Der aber von der seit den Achtzigerjahren erst an der Deutschen, dann an der Staatsoper schließlich beim aus den drei ehemaligen Opernkompanien vereinigten Staatsballett ihre Fäden spinnenden stellvertretenden Direktorin Christiane Theobald installiert worden war. Die wenig tanzkompetente Politik, in Gestalt des längst abgelösten Kultursenators Klaus Wowereit und seines Staatssekretärs André Schmitz, hatte diese Marionettenbesetzung freundlich durchgewunken.
Leider sollte sich das professionelle Entsetzen bald bestätigen. Nacho Duato hat seit seinem offiziellen Amtsantritt im September 2014 nichts, aber auch gar nichts bewirkt, geschweige denn optimiert. Er, der sich mit klassischem Tanz, und das ist und soll die Basis, dieser Anfang der Zweitausender-Jahre mit so viel Optimismus gestarteten Kompanie bleiben, nicht wirklich auskennt, hat das Niveau der desorientierten, freudlosen, nur noch auf Funktionieren geeichten Truppe sehr schnell deutlich absinken lassen.
Keine einzige der nur noch drei Premieren der ersten Duato-Saison war ein Erfolg. Überregionale Medien kümmert das Berliner Staatsballett längst nicht mehr. Warum auch? Aus München, Hamburg, Stuttgart, Dresden, selbst Karlsruhe, Darmstadt, Dortmund oder Hannover gibt es Aufregenderes zu berichten. Duato ist einfach nicht da. Nachdem er die miese Stimmung gegen sich immer mehr zu spüren schien, verschwand er öfters tagelang, kümmerte sich nicht um Proben, blieb den Vorstellungen fern: Ein Tanzphantom im Opernhaus.

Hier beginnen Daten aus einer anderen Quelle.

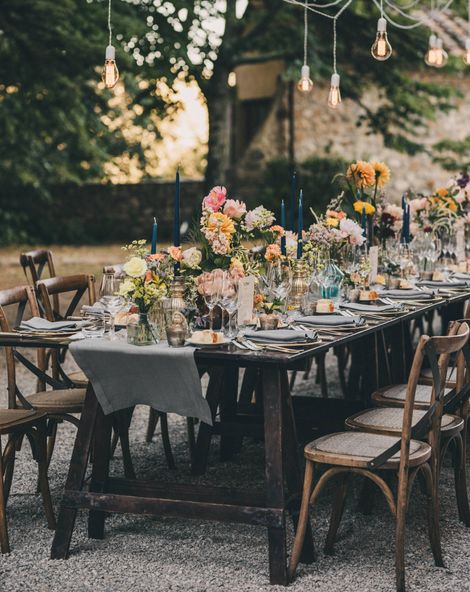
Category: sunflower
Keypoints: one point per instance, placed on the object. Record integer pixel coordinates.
(368, 208)
(361, 173)
(382, 173)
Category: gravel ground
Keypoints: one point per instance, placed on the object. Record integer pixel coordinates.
(162, 554)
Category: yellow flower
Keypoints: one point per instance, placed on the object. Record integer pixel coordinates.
(364, 205)
(382, 173)
(221, 222)
(135, 267)
(361, 173)
(332, 222)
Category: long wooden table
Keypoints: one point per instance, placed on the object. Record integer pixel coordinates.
(283, 464)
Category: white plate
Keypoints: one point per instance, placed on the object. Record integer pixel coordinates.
(196, 343)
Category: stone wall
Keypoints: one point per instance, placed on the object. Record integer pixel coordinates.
(100, 213)
(321, 131)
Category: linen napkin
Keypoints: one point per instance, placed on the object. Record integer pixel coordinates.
(38, 324)
(280, 336)
(445, 284)
(357, 306)
(407, 294)
(329, 320)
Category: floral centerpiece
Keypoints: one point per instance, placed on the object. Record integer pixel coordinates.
(363, 185)
(226, 226)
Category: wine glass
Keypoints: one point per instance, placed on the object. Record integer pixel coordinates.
(211, 290)
(110, 298)
(229, 300)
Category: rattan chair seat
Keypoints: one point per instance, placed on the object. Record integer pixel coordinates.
(395, 395)
(78, 377)
(356, 449)
(15, 418)
(59, 401)
(389, 420)
(426, 377)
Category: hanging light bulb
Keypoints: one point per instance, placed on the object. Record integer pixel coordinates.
(441, 54)
(305, 83)
(381, 49)
(334, 97)
(431, 55)
(110, 73)
(466, 55)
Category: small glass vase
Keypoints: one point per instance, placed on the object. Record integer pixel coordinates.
(142, 331)
(331, 281)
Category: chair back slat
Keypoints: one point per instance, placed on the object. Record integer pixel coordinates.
(20, 297)
(438, 351)
(80, 284)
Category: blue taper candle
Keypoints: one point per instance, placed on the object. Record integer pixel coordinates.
(293, 192)
(176, 227)
(283, 224)
(153, 249)
(408, 223)
(300, 226)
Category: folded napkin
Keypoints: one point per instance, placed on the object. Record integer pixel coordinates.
(280, 336)
(368, 307)
(445, 284)
(38, 324)
(407, 294)
(329, 320)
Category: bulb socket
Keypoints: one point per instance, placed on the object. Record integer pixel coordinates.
(110, 53)
(381, 25)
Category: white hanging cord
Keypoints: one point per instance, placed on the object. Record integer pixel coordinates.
(305, 32)
(334, 46)
(109, 23)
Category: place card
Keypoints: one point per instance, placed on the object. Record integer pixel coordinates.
(374, 263)
(460, 244)
(246, 294)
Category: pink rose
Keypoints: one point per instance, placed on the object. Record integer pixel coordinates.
(234, 209)
(215, 199)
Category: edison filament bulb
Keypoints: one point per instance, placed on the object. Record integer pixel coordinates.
(305, 83)
(110, 73)
(334, 97)
(381, 49)
(466, 56)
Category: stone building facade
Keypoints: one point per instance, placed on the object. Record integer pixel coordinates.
(299, 126)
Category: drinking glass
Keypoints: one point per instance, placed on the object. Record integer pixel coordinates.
(211, 290)
(111, 299)
(229, 300)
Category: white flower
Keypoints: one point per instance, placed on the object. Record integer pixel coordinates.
(126, 287)
(259, 218)
(135, 267)
(191, 258)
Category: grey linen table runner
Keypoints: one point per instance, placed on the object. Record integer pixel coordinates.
(125, 375)
(280, 336)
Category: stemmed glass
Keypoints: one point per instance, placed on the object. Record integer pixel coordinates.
(229, 300)
(110, 298)
(212, 288)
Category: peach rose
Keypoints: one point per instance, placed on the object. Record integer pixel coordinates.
(215, 199)
(234, 209)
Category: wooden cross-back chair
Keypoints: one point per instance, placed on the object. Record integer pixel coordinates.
(372, 456)
(35, 263)
(21, 418)
(81, 285)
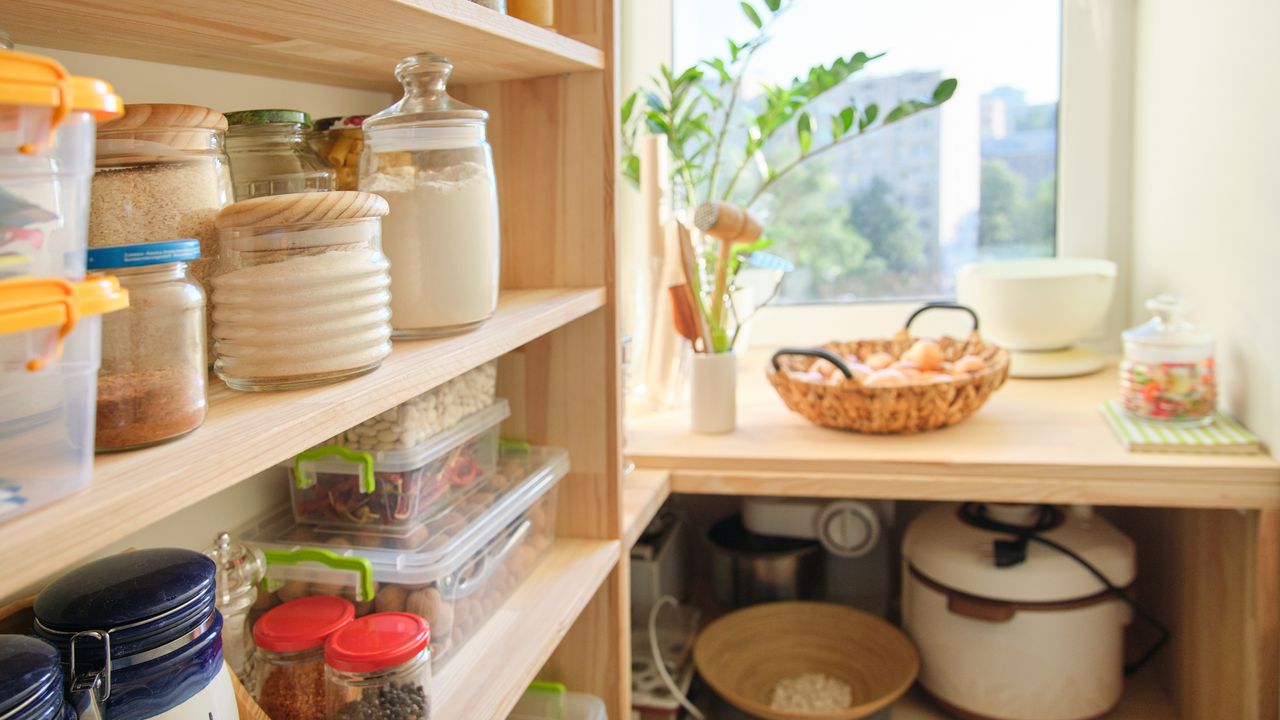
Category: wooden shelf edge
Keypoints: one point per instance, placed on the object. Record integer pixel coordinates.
(643, 495)
(246, 433)
(490, 673)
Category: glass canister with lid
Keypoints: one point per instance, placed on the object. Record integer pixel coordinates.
(379, 666)
(429, 158)
(140, 637)
(270, 154)
(31, 680)
(1168, 370)
(302, 294)
(151, 383)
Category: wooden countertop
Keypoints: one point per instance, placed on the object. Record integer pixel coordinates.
(1033, 441)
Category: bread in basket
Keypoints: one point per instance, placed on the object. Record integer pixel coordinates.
(969, 370)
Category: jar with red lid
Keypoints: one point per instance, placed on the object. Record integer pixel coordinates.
(379, 666)
(289, 661)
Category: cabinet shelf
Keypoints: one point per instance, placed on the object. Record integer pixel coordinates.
(344, 44)
(246, 433)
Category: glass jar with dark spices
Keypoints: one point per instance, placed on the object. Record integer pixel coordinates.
(270, 155)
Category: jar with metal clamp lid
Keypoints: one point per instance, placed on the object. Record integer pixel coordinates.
(140, 634)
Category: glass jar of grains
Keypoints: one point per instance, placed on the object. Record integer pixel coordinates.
(379, 666)
(289, 638)
(151, 383)
(429, 158)
(339, 141)
(270, 154)
(302, 292)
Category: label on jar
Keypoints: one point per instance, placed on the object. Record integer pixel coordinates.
(216, 701)
(1169, 391)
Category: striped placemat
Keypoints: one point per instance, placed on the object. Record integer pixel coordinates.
(1224, 436)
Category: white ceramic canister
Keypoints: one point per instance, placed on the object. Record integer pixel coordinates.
(1040, 639)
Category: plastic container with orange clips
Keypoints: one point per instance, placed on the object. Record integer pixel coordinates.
(49, 329)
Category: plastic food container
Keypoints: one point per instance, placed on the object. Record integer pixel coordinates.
(31, 680)
(1168, 369)
(270, 155)
(379, 666)
(145, 629)
(301, 295)
(339, 486)
(552, 701)
(339, 141)
(151, 386)
(455, 570)
(48, 382)
(291, 655)
(429, 158)
(46, 160)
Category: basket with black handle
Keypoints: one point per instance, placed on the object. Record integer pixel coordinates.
(926, 401)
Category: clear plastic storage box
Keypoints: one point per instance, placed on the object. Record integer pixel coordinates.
(334, 484)
(455, 569)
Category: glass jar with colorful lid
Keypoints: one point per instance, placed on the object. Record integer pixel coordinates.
(140, 636)
(270, 154)
(302, 295)
(151, 384)
(1168, 372)
(31, 680)
(379, 666)
(429, 158)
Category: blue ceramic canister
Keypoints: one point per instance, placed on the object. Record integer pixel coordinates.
(31, 680)
(140, 637)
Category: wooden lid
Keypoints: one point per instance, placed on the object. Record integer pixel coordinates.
(298, 208)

Nacho Duato hat bei zusammenschrumpfendem Repertoire – wieder nur drei Premieren parat: neben Balanchines neoklassischem Gefunkel „Jewels“ noch einen alten Duato-Titel („Herrumbre“, ein Folterstück von 2004) und einen neuerlichen Dreiteiler mit abgehangenem Duato und Kylián sowie einer Uraufführung des gefälligen, ihm einst stilistisch ähnlichen Ohad Naharin. Und dass soll alles gewesen sein? Bei der größten Ballettkompanie Deutschlands, in der Hauptstadt?